«Ora gli istituti che vogliono rifiutare un’eutanasia, ci penseranno due volte». Con queste parole il pioniere belga dell’eutanasia Wim Distelmans ha commentato entusiasta la sentenza che ha condannato una casa di riposo cattolica al pagamento di un’ammenda per non aver permesso che una sua paziente venisse uccisa con l’iniezione letale tra le sue mura.
IL CASO. Nel 2011 Mariette Buntjens, ricoverata alla casa di riposo Sant’Agostino di Diest, ha dovuto ricevere l’iniezione letale a 74 anni in un altro istituto. La figlia, Nadine Engelen, ha fatto causa alla casa di riposo per aver causato alla madre «sofferenze mentali e fisiche non necessarie». Per altro la Sant’Agostino, che è contraria alla buona morte per motivi religiosi e di coscienza, non si è difesa puntando su questa giustificazione, ma ricordando al giudice che nel caso della donna la legge non era stata rispettata: è un dottore esterno all’istituto, infatti, che ha certificato la richiesta dell’eutanasia mettendo poi i medici di fiducia di Mariette davanti alla decisione presa.
E non solo la donna non ha confermato la sua volontà davanti a loro, ma contrariamente a quanto afferma l’articolo 3 della legge che depenalizza l’eutanasia, non ha parlato con l’equipe medica che la segue abitualmente. Il tribunale di Lovanio ha però ignorato la legge, bocciato le argomentazioni laicissime della casa di riposo cattolica e violando anche il diritto all’obiezione di coscienza l’ha condannata ugualmente.

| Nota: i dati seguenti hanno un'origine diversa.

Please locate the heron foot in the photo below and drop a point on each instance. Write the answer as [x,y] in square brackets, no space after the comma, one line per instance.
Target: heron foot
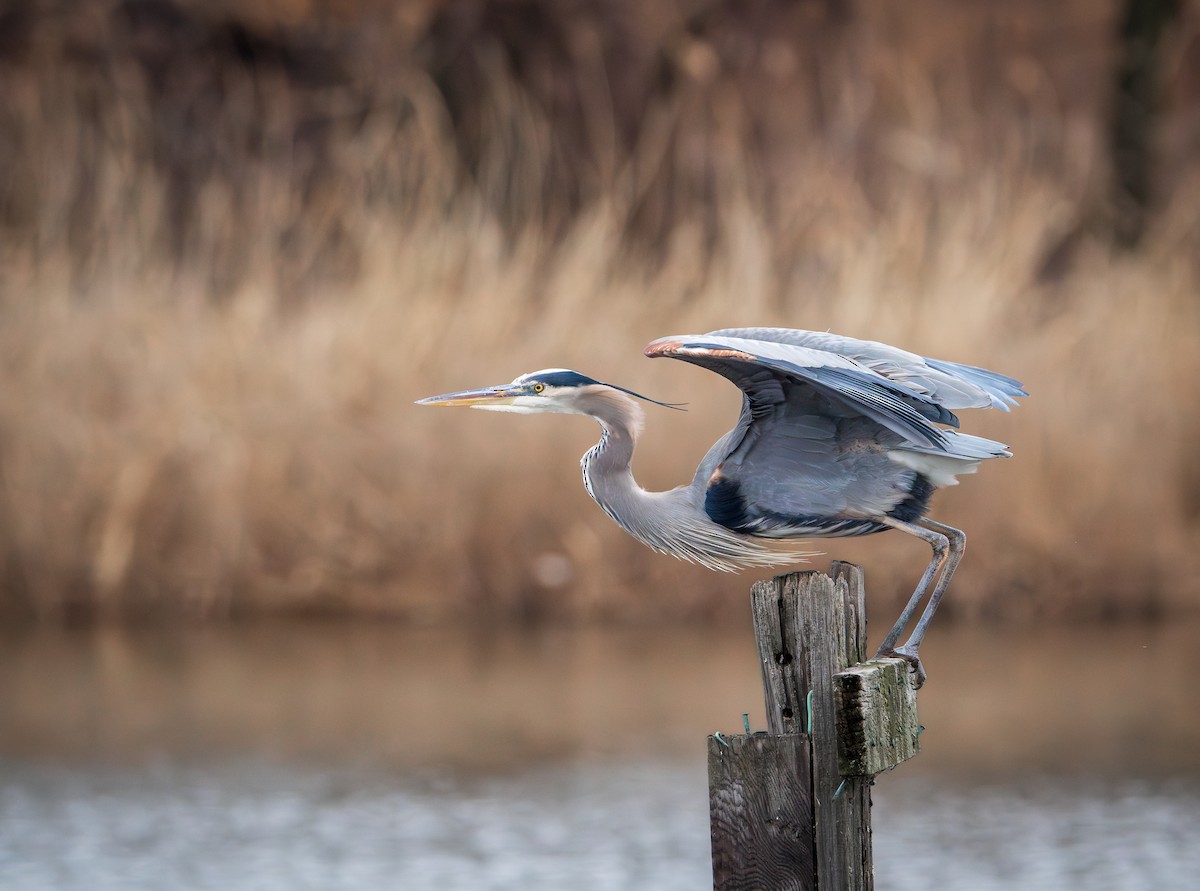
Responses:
[909,653]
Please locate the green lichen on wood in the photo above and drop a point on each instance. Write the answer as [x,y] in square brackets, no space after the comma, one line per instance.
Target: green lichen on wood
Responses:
[876,713]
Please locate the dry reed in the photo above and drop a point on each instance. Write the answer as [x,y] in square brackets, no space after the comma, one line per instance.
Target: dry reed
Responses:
[228,271]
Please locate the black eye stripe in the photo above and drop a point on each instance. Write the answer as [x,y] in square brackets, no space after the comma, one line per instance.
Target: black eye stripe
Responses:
[565,378]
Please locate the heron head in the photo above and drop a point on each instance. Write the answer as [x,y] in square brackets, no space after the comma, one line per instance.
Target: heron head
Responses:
[549,390]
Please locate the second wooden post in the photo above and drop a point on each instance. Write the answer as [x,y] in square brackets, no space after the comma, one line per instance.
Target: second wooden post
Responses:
[791,807]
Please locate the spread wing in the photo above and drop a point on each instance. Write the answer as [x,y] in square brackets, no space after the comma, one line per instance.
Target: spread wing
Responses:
[763,368]
[807,395]
[947,383]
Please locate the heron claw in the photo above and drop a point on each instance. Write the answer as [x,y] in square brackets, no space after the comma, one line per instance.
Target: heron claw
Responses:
[909,653]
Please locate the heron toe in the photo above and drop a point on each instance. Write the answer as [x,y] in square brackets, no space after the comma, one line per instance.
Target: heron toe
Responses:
[909,653]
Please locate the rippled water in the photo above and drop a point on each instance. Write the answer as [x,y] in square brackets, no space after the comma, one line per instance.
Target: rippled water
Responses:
[343,758]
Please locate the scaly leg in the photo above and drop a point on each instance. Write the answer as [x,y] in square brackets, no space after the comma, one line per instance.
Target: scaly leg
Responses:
[958,540]
[942,550]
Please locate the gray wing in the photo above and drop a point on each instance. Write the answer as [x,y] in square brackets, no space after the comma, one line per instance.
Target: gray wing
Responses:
[951,384]
[761,368]
[790,465]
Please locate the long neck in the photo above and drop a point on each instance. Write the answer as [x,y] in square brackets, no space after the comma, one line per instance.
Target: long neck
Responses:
[606,465]
[672,521]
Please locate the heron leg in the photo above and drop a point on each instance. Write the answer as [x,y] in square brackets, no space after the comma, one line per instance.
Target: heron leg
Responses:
[941,548]
[940,543]
[958,544]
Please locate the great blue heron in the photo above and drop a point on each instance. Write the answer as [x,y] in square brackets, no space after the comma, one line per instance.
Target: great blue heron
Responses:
[837,437]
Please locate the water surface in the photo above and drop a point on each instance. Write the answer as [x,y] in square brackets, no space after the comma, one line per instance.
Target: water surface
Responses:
[359,757]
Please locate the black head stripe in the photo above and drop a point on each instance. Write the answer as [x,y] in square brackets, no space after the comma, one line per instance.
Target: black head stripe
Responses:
[574,378]
[677,406]
[565,378]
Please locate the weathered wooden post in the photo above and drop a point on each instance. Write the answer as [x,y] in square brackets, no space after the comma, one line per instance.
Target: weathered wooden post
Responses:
[791,807]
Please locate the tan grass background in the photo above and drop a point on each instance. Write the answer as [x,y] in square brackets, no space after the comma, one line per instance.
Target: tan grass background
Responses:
[237,247]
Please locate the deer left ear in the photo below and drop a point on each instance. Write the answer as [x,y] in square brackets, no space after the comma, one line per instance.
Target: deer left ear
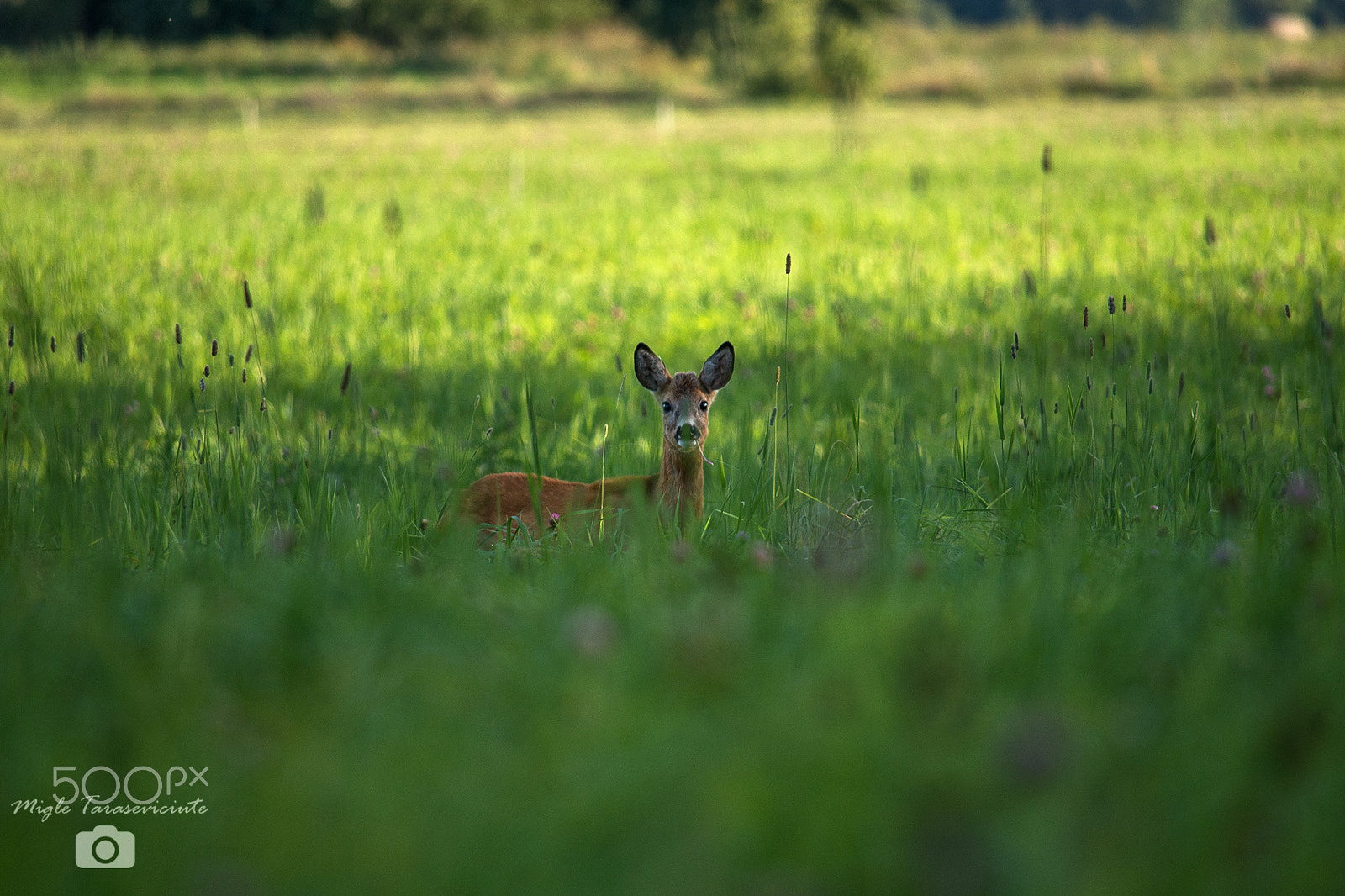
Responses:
[649,369]
[719,367]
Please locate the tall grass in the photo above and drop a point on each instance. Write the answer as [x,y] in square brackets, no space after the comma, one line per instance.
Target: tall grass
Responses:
[1015,602]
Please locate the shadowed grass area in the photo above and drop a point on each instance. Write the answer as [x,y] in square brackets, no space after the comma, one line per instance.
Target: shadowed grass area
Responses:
[1015,606]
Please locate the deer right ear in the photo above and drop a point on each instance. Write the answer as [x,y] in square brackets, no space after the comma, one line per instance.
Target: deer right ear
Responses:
[719,367]
[650,370]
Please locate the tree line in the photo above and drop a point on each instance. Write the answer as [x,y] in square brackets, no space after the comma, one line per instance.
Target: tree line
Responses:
[685,24]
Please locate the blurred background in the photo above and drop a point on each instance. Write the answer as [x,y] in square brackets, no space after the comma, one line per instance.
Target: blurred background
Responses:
[696,50]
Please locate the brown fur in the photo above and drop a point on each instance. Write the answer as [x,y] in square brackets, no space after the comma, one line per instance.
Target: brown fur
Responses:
[678,486]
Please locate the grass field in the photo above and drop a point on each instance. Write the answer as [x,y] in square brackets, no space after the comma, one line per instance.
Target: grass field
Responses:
[1002,604]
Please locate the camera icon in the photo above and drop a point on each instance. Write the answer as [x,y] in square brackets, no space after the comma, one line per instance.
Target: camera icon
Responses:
[105,846]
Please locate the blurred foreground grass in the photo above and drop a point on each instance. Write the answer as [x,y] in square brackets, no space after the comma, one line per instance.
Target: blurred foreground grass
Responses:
[1015,606]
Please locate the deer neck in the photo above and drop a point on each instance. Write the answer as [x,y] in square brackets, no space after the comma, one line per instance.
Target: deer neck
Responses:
[681,482]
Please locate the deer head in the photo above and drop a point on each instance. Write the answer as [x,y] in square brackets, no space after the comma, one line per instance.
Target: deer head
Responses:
[685,398]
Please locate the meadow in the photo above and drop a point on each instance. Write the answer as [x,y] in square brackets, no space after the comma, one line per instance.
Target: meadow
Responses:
[1021,560]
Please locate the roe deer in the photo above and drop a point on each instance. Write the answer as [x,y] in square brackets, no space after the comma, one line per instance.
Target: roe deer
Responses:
[679,483]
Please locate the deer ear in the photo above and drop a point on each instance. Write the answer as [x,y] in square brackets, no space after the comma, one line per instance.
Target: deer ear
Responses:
[650,370]
[719,367]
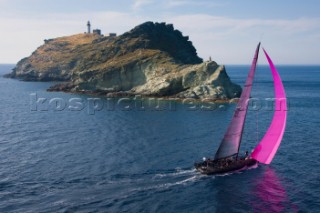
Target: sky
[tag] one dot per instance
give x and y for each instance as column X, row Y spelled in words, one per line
column 227, row 30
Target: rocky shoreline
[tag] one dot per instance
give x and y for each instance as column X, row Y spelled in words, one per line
column 152, row 60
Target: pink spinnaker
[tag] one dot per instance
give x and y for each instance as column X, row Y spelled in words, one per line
column 231, row 141
column 268, row 146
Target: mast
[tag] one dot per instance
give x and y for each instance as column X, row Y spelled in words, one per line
column 268, row 146
column 230, row 143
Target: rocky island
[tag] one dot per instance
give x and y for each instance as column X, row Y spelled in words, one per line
column 152, row 59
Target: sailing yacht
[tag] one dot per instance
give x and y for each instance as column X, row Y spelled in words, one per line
column 227, row 157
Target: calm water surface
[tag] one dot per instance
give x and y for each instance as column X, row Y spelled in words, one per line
column 122, row 160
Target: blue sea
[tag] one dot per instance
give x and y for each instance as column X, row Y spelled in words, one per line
column 63, row 152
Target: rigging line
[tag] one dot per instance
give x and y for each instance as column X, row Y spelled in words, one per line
column 259, row 101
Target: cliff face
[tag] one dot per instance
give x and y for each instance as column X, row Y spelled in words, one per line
column 152, row 59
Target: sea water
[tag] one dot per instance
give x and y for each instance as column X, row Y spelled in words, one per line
column 64, row 152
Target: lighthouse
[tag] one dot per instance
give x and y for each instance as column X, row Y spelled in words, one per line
column 89, row 27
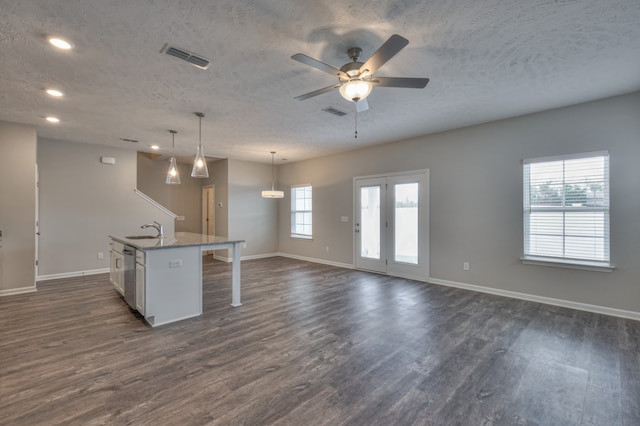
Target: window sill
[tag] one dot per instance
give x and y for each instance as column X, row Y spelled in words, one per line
column 302, row 237
column 571, row 264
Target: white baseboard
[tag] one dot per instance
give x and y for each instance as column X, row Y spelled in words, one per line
column 541, row 299
column 315, row 260
column 72, row 274
column 21, row 290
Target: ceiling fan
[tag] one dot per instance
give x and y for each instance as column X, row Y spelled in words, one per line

DOVERE DI UCCIDERE. È la prima volta che in Belgio il “diritto di morire”, non riconosciuto dalla legge ma affermato nella pratica di tutti i giorni, si trasforma in dovere di uccidere. E chi si oppone viene condannato a pagare multe salate. Come dichiarato dal medico della famiglia di Buntjens, «finalmente viene scritto nero su bianco che un istituto non può intervenire quando c’è un accordo tra paziente e dottore. Solo un medico ha diritto all’obiezione di coscienza. Questo è un precedente importante per tutta l’industria [dell’eutanasia]».
«CHIUDERANNO LE CASE DI RIPOSO». Robert Flello, parlamentare cattolico, ha denunciato lo «sviluppo preoccupante» dell’eutanasia: «Ora c’è il rischio reale che le case di riposo chiudano in Belgio con tragiche conseguenze per i ricoverati e per chi ne avesse bisogno in futuro». La maggior parte degli istituti, infatti, sono di ispirazione cattolica e la Conferenza episcopale belga ha più volte ribadito che «in nessun caso un istituto cattolico può permettere un’eutanasia».
«PIANO INCLINATO». Per Flello è l’ennesima dimostrazione di quanto «la vita sia tenuta in bassa considerazione in Belgio oggi. Che l’eutanasia sia diventata un diritto è una tragedia assoluta. Dappertutto nel mondo, dovunque il suicidio assistito sia stato approvato, le misure di sicurezza introdotte sono state erose. Si tratta di un ulteriore balzo lungo il piano inclinato che abbiamo denunciato decine di volte. Questa è la dimostrazione che avevamo ragione». Anche se ormai è tardi.